Perform Auditing Jobs In Matillion

Author: Ramandeep Bhasin


What is Data Auditing?

Data auditing is the process of checking the quality of data to ensure that data is accurate and error free. It helps in improving the data quality so that analytics on that data can give more accurate results. By performing the data auditing, one can increase the reliability of data and can expect better results for creating useful business insights.


(Source: https://www.altec-inc.com/)

Prerequisites

There are two prerequisites that you have to work on:

  • Get the basics Idea of Matillion Components. You can discover more about the Matillion by clicking on this link. You have to Sign Up there and choose the course named Building a Data Warehouse using Matillion.


(Source: https://academy.matillion.com/certifications)
  • You must be aware of the Environment Variables before starting. You can learn about Environment Variables by clicking on this link.


Data Auditing in Matillion

One can perform various auditing jobs in Matillion. We will discuss here some of the auditing jobs such as:

  • Checking Tasks of the Snowflake

  • Checking Partial Loading of Data

  • Checking Null values in the Data

  • Track the Users who Accessed the Data

  • Reloading of Data


We will discuss the above mentioned jobs in detail. There can be a lot more possibilities of Auditing jobs. We are discussing a few of them. Let's start with the first job.

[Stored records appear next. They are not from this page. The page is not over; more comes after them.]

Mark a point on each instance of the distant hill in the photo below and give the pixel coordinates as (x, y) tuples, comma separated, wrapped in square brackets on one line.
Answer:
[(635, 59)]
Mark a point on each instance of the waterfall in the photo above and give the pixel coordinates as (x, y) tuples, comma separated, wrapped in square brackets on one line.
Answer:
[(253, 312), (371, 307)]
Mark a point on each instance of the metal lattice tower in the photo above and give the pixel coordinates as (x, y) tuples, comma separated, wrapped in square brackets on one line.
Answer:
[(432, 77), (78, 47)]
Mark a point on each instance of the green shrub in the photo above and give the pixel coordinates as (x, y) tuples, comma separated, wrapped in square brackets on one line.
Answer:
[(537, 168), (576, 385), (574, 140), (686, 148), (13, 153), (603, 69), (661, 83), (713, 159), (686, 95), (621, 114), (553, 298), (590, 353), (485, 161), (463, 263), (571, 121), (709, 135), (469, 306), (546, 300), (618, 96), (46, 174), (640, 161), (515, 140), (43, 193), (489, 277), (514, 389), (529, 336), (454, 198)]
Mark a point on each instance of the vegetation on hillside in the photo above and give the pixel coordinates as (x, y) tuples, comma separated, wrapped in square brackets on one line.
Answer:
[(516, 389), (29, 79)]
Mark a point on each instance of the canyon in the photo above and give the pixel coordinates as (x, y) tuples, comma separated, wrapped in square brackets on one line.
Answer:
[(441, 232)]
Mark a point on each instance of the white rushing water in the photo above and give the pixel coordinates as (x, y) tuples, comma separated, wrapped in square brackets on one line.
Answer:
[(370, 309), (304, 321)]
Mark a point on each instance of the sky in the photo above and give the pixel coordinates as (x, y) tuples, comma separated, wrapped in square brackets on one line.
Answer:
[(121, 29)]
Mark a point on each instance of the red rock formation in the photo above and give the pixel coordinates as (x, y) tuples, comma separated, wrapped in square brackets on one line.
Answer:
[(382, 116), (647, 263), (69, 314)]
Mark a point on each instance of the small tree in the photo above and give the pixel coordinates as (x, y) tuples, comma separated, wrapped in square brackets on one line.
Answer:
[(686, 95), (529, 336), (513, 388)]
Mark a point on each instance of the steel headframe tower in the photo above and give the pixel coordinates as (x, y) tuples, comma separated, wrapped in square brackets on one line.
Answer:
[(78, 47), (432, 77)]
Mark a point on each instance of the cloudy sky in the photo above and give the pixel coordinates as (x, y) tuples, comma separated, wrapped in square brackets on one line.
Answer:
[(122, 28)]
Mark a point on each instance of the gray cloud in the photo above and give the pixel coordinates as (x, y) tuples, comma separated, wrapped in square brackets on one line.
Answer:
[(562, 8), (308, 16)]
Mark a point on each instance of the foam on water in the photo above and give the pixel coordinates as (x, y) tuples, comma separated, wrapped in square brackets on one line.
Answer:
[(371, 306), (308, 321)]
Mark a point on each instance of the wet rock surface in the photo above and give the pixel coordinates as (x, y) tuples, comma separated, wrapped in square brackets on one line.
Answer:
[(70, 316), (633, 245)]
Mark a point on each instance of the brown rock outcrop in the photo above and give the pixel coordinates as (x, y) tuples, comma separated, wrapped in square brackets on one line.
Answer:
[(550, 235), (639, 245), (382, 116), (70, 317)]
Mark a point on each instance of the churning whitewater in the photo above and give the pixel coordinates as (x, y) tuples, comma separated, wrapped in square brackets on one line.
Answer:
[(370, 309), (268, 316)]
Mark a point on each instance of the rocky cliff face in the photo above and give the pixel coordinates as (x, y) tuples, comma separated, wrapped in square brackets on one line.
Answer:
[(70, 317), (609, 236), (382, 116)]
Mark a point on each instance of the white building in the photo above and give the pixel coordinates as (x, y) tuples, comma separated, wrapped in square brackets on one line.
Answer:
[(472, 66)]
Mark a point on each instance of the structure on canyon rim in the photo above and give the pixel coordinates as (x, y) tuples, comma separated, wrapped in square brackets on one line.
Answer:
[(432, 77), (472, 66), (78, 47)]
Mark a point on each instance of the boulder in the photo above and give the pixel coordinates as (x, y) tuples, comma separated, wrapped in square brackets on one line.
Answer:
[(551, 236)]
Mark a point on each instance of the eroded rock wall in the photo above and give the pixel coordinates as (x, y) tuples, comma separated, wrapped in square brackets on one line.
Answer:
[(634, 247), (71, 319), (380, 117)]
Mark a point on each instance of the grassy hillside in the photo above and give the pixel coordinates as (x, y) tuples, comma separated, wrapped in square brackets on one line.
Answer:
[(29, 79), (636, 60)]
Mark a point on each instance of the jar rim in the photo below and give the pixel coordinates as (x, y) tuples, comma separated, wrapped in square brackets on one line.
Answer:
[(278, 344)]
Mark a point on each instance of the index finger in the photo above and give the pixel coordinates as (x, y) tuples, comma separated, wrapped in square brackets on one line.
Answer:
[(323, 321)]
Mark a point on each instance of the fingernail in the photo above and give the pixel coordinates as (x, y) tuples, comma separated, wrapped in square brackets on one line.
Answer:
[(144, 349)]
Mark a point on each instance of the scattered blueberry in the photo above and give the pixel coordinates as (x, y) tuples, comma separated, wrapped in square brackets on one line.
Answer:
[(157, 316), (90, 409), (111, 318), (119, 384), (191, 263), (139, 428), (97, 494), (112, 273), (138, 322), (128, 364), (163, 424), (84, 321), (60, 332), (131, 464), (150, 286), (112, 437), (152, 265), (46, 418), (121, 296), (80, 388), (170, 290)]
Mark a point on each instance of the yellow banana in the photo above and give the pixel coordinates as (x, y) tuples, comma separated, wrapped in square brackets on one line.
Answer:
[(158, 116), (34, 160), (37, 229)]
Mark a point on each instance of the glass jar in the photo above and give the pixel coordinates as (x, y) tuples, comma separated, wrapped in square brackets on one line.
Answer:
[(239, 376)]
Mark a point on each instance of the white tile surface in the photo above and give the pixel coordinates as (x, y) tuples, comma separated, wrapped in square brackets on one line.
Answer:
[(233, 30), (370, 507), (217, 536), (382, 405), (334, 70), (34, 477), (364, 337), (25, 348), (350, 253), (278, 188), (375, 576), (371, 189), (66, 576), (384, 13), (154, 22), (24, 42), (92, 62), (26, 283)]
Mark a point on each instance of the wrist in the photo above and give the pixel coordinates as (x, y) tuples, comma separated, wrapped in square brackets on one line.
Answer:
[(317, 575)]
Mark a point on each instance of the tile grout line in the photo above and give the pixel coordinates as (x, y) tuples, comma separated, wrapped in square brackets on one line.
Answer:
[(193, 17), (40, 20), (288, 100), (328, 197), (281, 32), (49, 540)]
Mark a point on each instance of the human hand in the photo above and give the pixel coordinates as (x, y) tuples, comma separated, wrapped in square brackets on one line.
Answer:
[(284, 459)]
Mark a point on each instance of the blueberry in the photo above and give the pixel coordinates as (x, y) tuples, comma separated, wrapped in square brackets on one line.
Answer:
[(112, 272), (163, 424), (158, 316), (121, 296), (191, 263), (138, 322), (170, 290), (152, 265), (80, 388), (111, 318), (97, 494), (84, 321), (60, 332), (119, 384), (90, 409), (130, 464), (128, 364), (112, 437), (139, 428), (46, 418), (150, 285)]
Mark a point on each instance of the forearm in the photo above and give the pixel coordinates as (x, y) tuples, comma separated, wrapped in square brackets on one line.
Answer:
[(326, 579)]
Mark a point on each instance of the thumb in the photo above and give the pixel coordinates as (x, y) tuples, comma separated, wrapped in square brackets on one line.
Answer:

Checking Tasks of the Snowflake

We will now perform this job by adding a few of the Matillion components. You can improvise the job according to your needs. Now, consider a scenario that data is ingested into the Snowflake via Snowpipe, Streams and Tasks. Here, the purpose of the Task is to ingest data into the final table. Consider two tasks here. One is the Root Task and the second is the Child Task. The purpose of the Root Task is to ingest data into the final table from Stream and the purpose of the Child Task is to create a record in an auditing table. You can create an auditing table according to your requirements. You can refer to the example screenshot of the auditing table for your reference.



This auditing table has the Name of the Table, Number of rows that are ingested and Ingestion data i.e. Record Created Date. Now follow the below written steps in Matillion to perform this job.


Step 1: After Sign In to the Matillion Account. Go to the left where your job will be displayed. Right Click there and select Add Orchestration Job. Fill the Name of the job and then Click Ok



Step 2: Switch the job to the newly created job. Now Under the Components section, drag and drop the following components to the main sheet.

  • 1 - Query Result to Scalar Component

  • 1 - Retry Component

  • 2 - SNS Message Component


After drag and drop the components, connect them as shown below.



Step 3: Now Click on Query Result to Scalar Component. Put the SQL query which tells about the Row_Count from the Job_Status_Log where Record_Created_Date is Current Date and also filter the query result with Table_Name. If you are confused about these terms, then first follow the auditing table that is mentioned above. If I take the example of the above-mentioned auditing table called Job_Status_Log, then these should be filled in the field available in the Query Result to Scalar Component.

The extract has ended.